There is comfort in knowing that a higher power or creative force, whatever you want to call that 'master' carpenter, is shaping something for me. There is peace in letting go of 'wishing' the future into being.

My most powerful experiences are not of being the conductor of my own life, designing, creating and drawing towards myself what I can imagine, but of having gifts unfold that I had never imagined, whether jobs, houses, children, projects, friends or challenges....that come my way through no apparent design of my own, and yet, at a deep level are exactly what I need (and not always what I want). Growth feels painful at times.

Yet aren't we in the 'earth school', as I told my husband this morning, as he left the house for another day of battle on the financial frontier. You just duck some days, (keep the ego low to the ground), keep centered in the midst of the fire.

Peace is not the absence of war, peace is found deep within you, says Maharaji, a living sage.

If I wait for the external world to bring me peace, I will wait a long time.

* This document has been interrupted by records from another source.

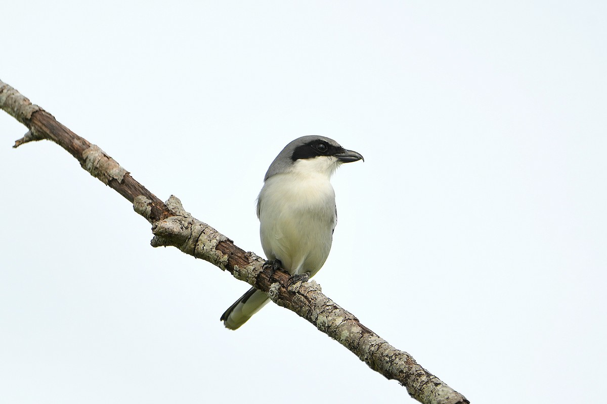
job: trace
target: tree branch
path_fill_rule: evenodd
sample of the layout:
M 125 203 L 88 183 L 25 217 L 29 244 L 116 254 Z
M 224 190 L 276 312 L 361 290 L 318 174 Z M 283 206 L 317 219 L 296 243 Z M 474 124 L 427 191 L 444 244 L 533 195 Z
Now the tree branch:
M 294 311 L 339 341 L 371 369 L 399 382 L 420 402 L 469 404 L 466 397 L 422 368 L 410 355 L 388 344 L 323 294 L 316 282 L 299 282 L 289 286 L 288 274 L 278 271 L 273 274 L 265 270 L 262 258 L 245 251 L 225 236 L 193 217 L 184 210 L 176 197 L 172 196 L 163 203 L 99 147 L 58 122 L 50 114 L 32 104 L 1 81 L 0 108 L 29 130 L 13 147 L 41 139 L 60 145 L 80 162 L 83 168 L 128 199 L 135 211 L 152 224 L 153 247 L 175 247 L 266 292 L 276 304 Z

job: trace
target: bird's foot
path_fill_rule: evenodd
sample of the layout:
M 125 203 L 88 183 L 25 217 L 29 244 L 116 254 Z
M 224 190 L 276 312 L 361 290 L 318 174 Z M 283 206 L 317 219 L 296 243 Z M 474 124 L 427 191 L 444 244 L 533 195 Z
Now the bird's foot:
M 310 280 L 310 274 L 308 273 L 293 275 L 289 278 L 287 288 L 291 292 L 297 290 L 301 286 L 303 282 L 307 282 Z
M 267 269 L 270 271 L 270 280 L 272 281 L 272 278 L 274 277 L 274 274 L 278 271 L 282 271 L 283 272 L 287 272 L 282 269 L 282 263 L 280 262 L 280 260 L 273 259 L 272 260 L 266 261 L 263 264 L 263 269 Z

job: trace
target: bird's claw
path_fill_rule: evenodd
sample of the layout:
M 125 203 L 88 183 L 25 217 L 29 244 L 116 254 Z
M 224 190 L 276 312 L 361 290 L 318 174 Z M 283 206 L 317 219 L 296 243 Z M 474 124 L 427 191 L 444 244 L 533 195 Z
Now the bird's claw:
M 270 271 L 269 279 L 271 282 L 276 272 L 278 271 L 285 272 L 285 271 L 282 269 L 282 263 L 280 262 L 280 260 L 273 259 L 271 261 L 266 261 L 265 263 L 263 264 L 263 266 L 265 267 L 264 269 L 267 268 L 268 270 Z

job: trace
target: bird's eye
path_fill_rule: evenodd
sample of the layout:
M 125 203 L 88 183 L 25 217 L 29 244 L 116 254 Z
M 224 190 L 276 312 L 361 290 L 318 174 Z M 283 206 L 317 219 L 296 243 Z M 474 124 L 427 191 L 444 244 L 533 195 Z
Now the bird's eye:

Sigh....deep sigh. I want to begin each day with a new breath, a new moment, and let the serendipity and synchronicity of life surprise me. And bring me strength within to focus on the light, yet accept the dark.

If I can lift my chin, look up from my inner kaleidoscope of desires and wishes and wants, and appreciate this day...

learning to let go,
musemother

2 comments:

Anonymous said...

Hmm. There's a difference between what the ego desires, and what the self wants and needs. Learning to pay attention to the inner voice is important. The outer desires of the world that we consciously assume we want are not necessarily those of the heart....

Creative Soulful Woman said...

Thanks for commenting donna.
Bella's post is at http://beyondthemap.blogspot.com/
The tricky thing about The Secret, as advertised in the movie, is that the examples given are material things, a new bike, a new house, a better job, a $100,000 cheque, and these are not the things of the heart.
The Self is already in tranquility, if we can slow down and feel it.